10 Step Program for Genealogical Research:
Start with What You Know

1 Conventional Wisdom says: Work from the known to the unknown. (And, in general work backwards )

2. That means your first step is to establish and report what you know.

3. Pick a family to focus on. Take the family group sheet for that family and start to visualize the family. You should begin to feel that you know them. What information is missing? For example, do you lack the date and place of the marriage of the family. What information is incomplete? You might have the date and place of death, but do you know the cause? How old was the person when he or she died? What was the makeup of the family left behind? What do you know about their lives? Did they farm? Did they own their land? Serve in the military? Send their children to school? Did all the children survive to adulthood? As you start to make the family real to you, questions will arise that can form the foundation of your research. (simple sample )

4. Place: As you find places your ancestor lived find maps and atlases to help you get a place your ancestors. Use gazetteers to find where places were located. Keep track of place information to help you analyze information.

5. Time: The next step is to place your ancestor in time. Look at whatever dates you have and start to create a timeline. Start to gather historical information on the locality, then place your ancestor in context of the larger world around him. One of the best ways to learn of events specific to the lives of your ancestors is to read the local newspapers for the time period he or she was in an area.

6. Get all the census records. You will want them anyways, no matter what. Use your time line to learn which are available. This will add information and give you more clues for your research.

5. NOW you are ready to really get started; at this point Define your research problem and plan your research (one step at a time). But before you start, go over a few tips on what not to do.

6. Learn what resources are available to help you solve this problem.

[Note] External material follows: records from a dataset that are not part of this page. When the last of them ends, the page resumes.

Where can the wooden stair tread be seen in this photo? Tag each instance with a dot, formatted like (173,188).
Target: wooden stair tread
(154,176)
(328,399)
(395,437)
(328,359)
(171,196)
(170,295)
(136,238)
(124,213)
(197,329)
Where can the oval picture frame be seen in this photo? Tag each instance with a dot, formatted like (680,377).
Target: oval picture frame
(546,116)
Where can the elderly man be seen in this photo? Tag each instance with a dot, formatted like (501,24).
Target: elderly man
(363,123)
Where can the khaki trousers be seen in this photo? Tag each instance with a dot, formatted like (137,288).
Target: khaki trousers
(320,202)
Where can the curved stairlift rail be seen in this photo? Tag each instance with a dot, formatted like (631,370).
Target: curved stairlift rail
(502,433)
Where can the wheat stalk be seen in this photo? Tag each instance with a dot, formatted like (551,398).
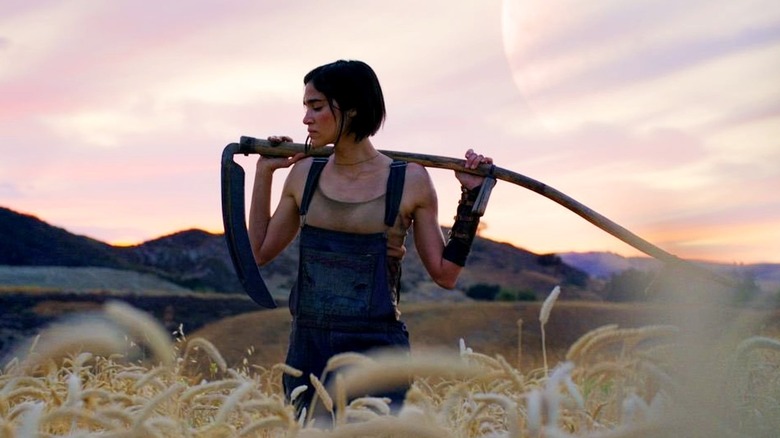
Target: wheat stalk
(544,316)
(145,327)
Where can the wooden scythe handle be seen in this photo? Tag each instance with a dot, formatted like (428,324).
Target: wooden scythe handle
(251,145)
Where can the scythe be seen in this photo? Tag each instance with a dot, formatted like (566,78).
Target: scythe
(237,237)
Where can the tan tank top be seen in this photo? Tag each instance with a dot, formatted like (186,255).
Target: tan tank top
(356,217)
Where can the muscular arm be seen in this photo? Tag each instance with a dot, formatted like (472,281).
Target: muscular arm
(270,234)
(427,234)
(428,237)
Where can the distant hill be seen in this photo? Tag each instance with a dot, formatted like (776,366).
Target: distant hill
(602,265)
(199,261)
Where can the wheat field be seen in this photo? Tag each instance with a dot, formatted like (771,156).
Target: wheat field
(120,374)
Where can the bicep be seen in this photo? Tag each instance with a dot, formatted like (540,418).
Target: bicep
(428,237)
(282,227)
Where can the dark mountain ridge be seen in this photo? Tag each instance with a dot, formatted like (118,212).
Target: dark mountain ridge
(199,261)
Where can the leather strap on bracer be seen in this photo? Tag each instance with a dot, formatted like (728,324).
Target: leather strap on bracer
(464,229)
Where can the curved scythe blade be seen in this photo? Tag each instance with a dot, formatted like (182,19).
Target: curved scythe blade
(236,235)
(251,145)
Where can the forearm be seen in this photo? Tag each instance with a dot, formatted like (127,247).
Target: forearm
(464,229)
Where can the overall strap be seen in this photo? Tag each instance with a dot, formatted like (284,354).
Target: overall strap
(315,170)
(395,189)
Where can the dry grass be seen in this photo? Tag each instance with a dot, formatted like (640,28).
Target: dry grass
(118,377)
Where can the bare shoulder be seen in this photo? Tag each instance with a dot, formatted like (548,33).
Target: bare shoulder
(419,186)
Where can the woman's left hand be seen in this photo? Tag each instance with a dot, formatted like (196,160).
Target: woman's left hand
(473,161)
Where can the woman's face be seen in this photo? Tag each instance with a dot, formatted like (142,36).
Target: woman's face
(321,122)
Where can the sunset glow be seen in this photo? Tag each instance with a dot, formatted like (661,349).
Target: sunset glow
(663,116)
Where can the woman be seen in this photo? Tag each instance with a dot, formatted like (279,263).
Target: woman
(353,211)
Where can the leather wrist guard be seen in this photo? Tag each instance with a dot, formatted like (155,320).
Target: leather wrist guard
(464,229)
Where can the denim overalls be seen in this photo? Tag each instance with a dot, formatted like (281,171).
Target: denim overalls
(346,295)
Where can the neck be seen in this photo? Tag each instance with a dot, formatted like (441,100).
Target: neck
(350,153)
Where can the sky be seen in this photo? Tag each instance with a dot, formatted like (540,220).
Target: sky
(662,115)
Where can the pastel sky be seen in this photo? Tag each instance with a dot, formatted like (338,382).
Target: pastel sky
(662,115)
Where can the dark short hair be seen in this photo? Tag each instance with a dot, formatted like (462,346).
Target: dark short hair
(353,85)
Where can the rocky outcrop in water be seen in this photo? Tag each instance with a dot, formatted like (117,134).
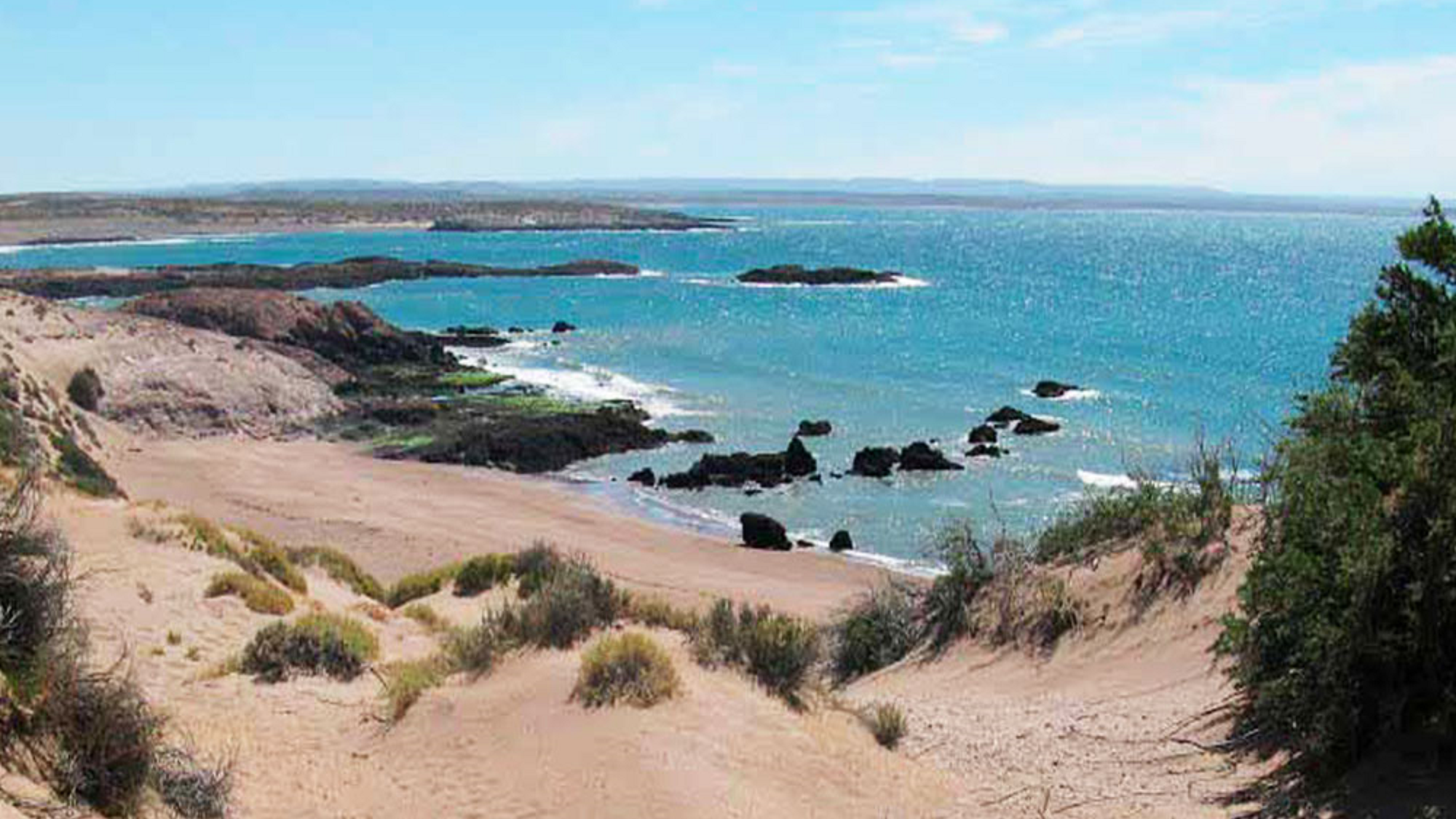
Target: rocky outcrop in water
(796,274)
(1036,427)
(1052,389)
(921,456)
(764,532)
(876,461)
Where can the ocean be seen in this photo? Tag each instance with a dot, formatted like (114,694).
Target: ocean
(1176,325)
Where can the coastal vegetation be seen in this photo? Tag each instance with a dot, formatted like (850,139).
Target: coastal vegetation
(1346,636)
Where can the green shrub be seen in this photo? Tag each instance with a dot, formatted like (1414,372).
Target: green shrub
(407,682)
(258,595)
(314,644)
(1348,631)
(573,601)
(274,561)
(85,389)
(341,569)
(36,582)
(879,630)
(103,739)
(422,585)
(193,786)
(537,566)
(483,573)
(81,470)
(780,650)
(625,668)
(889,724)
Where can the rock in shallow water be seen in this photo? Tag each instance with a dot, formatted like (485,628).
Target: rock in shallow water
(764,532)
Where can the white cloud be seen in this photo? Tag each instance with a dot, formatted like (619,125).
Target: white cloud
(1364,129)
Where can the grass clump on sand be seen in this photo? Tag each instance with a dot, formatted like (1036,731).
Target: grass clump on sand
(81,470)
(341,569)
(625,668)
(85,389)
(879,630)
(314,644)
(420,585)
(258,595)
(887,723)
(483,573)
(405,682)
(775,649)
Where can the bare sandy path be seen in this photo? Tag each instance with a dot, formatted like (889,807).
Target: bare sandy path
(397,518)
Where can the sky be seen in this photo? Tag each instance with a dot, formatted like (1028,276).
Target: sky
(1278,97)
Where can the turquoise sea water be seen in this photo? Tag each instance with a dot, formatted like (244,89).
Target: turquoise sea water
(1176,323)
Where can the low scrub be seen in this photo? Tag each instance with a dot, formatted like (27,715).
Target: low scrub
(879,630)
(407,682)
(483,573)
(341,569)
(775,649)
(625,668)
(81,470)
(420,585)
(314,644)
(258,595)
(191,784)
(889,724)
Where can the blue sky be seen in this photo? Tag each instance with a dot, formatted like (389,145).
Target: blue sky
(1318,97)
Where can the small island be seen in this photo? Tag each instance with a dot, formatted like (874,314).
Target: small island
(797,274)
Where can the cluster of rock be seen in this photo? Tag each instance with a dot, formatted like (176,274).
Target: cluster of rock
(796,274)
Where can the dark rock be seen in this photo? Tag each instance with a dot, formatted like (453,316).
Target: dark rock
(796,274)
(985,433)
(816,429)
(876,461)
(1007,416)
(1052,389)
(921,456)
(542,443)
(1036,427)
(799,461)
(764,532)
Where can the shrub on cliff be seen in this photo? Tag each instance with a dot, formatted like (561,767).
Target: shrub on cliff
(1348,633)
(85,389)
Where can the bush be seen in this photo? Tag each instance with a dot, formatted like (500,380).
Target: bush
(82,471)
(625,668)
(407,682)
(573,601)
(103,739)
(879,630)
(780,652)
(889,724)
(1348,633)
(483,573)
(537,566)
(36,582)
(258,595)
(191,786)
(273,560)
(314,644)
(422,585)
(341,569)
(85,389)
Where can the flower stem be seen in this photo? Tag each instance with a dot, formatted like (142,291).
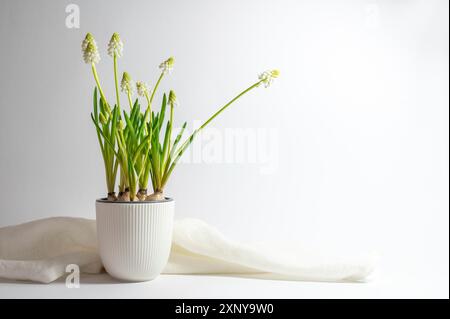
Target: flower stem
(116,81)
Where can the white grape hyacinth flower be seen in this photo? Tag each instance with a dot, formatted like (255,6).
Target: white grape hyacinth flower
(173,98)
(167,66)
(268,76)
(126,85)
(90,54)
(89,49)
(115,46)
(142,88)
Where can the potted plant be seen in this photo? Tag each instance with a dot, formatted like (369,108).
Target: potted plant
(135,228)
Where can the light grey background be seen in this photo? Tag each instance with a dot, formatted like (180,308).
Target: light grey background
(361,111)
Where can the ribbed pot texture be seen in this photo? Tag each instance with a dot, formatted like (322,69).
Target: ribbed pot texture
(134,239)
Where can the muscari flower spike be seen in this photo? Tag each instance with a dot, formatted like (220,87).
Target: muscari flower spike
(167,65)
(126,85)
(115,46)
(142,88)
(89,48)
(173,98)
(267,77)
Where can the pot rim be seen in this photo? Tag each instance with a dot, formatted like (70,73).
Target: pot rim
(106,201)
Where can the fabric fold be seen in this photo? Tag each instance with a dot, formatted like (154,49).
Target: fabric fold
(41,250)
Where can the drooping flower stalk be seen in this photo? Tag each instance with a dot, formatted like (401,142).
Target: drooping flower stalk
(127,87)
(265,78)
(140,143)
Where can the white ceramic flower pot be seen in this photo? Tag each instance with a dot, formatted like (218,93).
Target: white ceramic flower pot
(134,238)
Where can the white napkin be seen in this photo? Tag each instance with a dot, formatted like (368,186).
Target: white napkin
(40,251)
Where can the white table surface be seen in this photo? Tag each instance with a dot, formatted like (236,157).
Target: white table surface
(177,286)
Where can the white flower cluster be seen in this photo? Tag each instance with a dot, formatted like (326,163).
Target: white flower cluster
(126,85)
(89,49)
(167,66)
(267,77)
(115,46)
(142,88)
(173,98)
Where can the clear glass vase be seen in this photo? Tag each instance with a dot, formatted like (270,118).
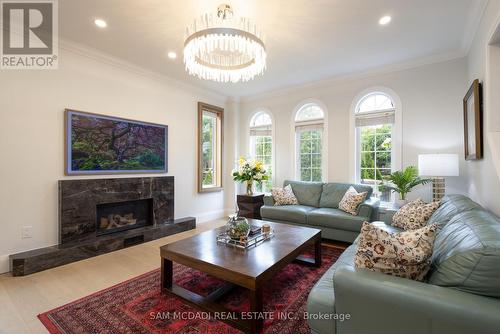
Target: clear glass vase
(250,188)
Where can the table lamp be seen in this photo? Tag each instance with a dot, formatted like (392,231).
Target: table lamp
(437,166)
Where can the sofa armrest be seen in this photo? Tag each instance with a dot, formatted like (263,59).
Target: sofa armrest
(368,208)
(389,213)
(268,200)
(379,303)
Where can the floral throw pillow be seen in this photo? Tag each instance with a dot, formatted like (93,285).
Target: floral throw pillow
(414,215)
(351,200)
(284,196)
(406,254)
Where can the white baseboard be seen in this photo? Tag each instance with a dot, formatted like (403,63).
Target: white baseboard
(4,264)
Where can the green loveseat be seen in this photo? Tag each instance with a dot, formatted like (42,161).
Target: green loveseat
(318,208)
(461,294)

  • Start with the FHL catalog
    • Much of what is owned by the Family History Library is now indexed and available online.
    • Material that is not readily available from the FHL might be found in other libraries or archives
  • See what has been published – not everything that has been published is at the FHL
    • How can you discover what else is available?
    • How can you get your hands on material once identified?
      • Use WorldCat to see which library owns it
        • If you can't visit that library:
          • Ask your local librarian about interlibrary loan
          • sometimes a library won't lend a book, but provide photocopies through ILL
          • Check Random Acts of Genealogical Kindness to see if someone could visit the library in your stead
          • Purchase it-- most in print books are available through Amazon.com, but if not, find the website of the publisher of the book or see if it available from a genealogy book vendor such as Maia's Books
          • Hire a researcher in the area
  • Find out what is available that hasn’t been published.—not all unpublished material has been filmed by the FHL

8. Now unfocus… try to see your family as part of a large picture and investigate collateral relatives, friends, associates and neightbors.

9. Round out your family. Try to find details and stories that will add depth to your research. Fit that family into historical and local events. Read old newspapers in the area they lived. See if you can find artifacts of their lives -- bible records, pictures, dishes, recipes. You will probably have to contact other descendants to do that. One way to find them is through the family message boards at rootsweb.

10. Spread the word: Write it up. Cite your sources. Deposit your findings where others can consult your research. And keep researching… there’s always more to learn.